Riesen in der Heldenepik
Die Heldenbuch-Prosa
Die Heldenbuch-Prosa setzt sich aus fünf Heldenbüchern zusammen, die das Heldenzeitalter von Anfang bis zum Untergang enthalten und die einzelnen Heldengeschichten mitsamt ihren Verknüpfungen in Beziehung setzen. Ein Merkmal der Heldenbuch-Prosa ist es, dass die Informationen oft nur mündlich überliefert wurden und demnach eher trümmerhaft vorhanden sind. Es existiert nicht die eine wahre Quelle, aus der alle Informationen geschöpft wurden. Vielmehr setzt sich die Prosa aus einem wilden Sammelsurium an InformantInnen zusammen. So unzuverlässig wie die Quelle scheint auch die Liste, die durch eine skizzenhafte Narration erweitert divergierende Namensformen und verschiedene Überlieferungsformen zusammen ‚mixt‘. Dem Helden kommt hierbei eine ordnungsschaffende Funktion zu. Da sie die Vorfahren von Königen, Fürsten etc. sind, ist die Heldenbuch-Prosa auch eine Urgeschichte des Adels. Historiographisch erzählt der Text vom Anfang und vom Ende des Heldenzeitalters. Gleichzeitig ist die Chronologie eher bruchstückhaft und statt historischer Zuverlässigkeit oder einer inneren Chronologie steht eine authentische historische Aura im Vordergrund. Der Impuls einer historischen Kontextualisierung ist zwar erkennbar, neigt allerdings zum Verschwinden hinter disparaten Namen und Geschehnissen.
Das Zeitalter der Helden
In der Vorrede der Heldenbuch-Prosa wird eben jenes Heldenzeitalter zusammengefasst: Dabei werden die Zwerge als listig und intelligent genug beschrieben, um die Edelsteine in den Bergen gut erkennen zu können.
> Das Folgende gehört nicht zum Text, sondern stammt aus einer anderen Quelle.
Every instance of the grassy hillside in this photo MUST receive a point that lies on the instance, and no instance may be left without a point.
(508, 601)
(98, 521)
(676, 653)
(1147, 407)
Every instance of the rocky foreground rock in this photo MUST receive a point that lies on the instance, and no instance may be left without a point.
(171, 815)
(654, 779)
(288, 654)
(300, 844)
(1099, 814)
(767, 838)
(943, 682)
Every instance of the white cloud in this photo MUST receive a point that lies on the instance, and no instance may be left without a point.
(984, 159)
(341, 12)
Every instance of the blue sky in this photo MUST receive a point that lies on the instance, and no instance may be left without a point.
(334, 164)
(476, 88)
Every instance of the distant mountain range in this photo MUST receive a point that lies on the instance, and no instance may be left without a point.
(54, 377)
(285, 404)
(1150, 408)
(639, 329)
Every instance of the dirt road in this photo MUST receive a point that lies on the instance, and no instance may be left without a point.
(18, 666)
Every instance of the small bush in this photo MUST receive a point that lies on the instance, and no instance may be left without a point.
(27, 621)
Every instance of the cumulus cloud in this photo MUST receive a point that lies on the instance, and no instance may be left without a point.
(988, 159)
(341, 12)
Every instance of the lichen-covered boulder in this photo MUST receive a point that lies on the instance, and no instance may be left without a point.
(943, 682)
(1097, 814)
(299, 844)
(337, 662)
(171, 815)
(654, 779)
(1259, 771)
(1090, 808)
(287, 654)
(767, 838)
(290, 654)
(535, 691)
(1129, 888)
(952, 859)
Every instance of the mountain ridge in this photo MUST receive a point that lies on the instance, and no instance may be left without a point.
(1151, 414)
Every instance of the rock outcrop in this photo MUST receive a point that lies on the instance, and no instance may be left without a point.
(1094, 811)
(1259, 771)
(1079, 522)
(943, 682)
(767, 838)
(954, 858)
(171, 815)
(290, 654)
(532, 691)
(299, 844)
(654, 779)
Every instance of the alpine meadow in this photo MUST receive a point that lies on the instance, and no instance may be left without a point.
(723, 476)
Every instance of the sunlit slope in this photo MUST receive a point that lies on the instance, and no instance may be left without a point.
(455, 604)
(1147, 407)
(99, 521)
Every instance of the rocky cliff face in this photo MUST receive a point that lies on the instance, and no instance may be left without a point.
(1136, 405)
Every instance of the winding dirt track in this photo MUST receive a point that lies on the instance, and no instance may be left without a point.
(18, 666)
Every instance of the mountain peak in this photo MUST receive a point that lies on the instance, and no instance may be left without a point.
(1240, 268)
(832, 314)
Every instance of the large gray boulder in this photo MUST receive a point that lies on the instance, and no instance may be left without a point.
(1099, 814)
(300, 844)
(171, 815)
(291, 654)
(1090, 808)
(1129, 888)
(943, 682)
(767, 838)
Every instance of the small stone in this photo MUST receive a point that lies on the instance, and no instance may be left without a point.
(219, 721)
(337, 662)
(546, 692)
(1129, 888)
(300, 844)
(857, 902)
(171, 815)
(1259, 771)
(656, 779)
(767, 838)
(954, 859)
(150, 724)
Daher sind sie voller Reichtum durch den Abbau dieser Edelsteine und verhelfen dementsprechend auch dem Land und der Gesellschaft zu Reichtum. Die Riesen dagegen sind bös und ungestüm, um die wilden Tiere und andere Monster zu bezwingen und die Zwerge zu beschützen, die das Land durch den Reichtum aufblühen ließen. Allerdings wenden sie sich nach einiger Zeit gegen die Zwerge. Aus diesem Umstand heraus wurden die Helden erschaffen, um die Zwerge nicht nur von den Monstern sondern auch vor den monströsen Riesen zu schützen.
Zu den Riesen
Über das Wesen und die Wesentlichkeit von Riesen gibt es unzählige Überlieferungen und Vermutungen. Pia Holenstein Weidmann beschreibt in ihrem Aufsatz Riesen. Ein Körperchiffre der Frühen Neuzeit zwei Arten von Riesen. Einerseits gibt es die seelenlose Urriesen, die den Monstra zuzuordnen sind und sich nicht fortpflanzen können. Diese sind beispielsweise nach Grimm dumm, tölpelhaft und hässlich. Sie dienen lediglich dem Zweck des Erstaunens durch ihre Größe, welche einschüchternd wirkt. Auf der anderen Seite gibt es die Halb- oder Nichtriesen. Sie besitzen sehr wohl eine Seele, sind intelligent und erinnern eher an die Helden, denen die Urriesen zu ihrer Zeit weichen mussten. Hieraus entstammt die Ähnlichkeit von Helden und Riesen, die keinesfalls verwechselt werden sollten, nur weil Helden oft als ebenfalls überaus groß dargestellt werden. Die Helden hatten die Funktion, die Riesen zu bekämpfen- und siegen und mit dem Schwund der Riesen widmeten die Helden sich letztendlich den Drachen. Als Beispiele für Riesen führt die Autorin den Riesen Gargantua und die Riesengesellschaft in Gullivers Reisen auf. Gargantua ist intelligent, führt sich seine Weisheit durch gigantische Experimente zu und alter prozentual durch sein (langsames) Wachstum. Seine Lebensspanne ist um einiges höher als die eins normalen Menschen und trotz seiner Intelligenz (durch sein großes Gehirn) verköstigt er sich an Menschen. Seine Größendimension wird nicht konstant durchgezogen – im Gegensatz zu der Riesengesellschaft in Gullivers Reisen, bei der alles im Verhältnis 1:12 aufgebaut ist. Gulliver als Mensch regulärer Größe strandet auf einer Insel, die nicht nur Riesen beherbergt sondern auch in sich auf die Größe der Riesen angepasst ist. Er wird damit automatisch zu einem Winzling. Auch hier ist die Größe nicht nur an den Maßen sondern auch an der Intelligenz der Riesen erkennbar.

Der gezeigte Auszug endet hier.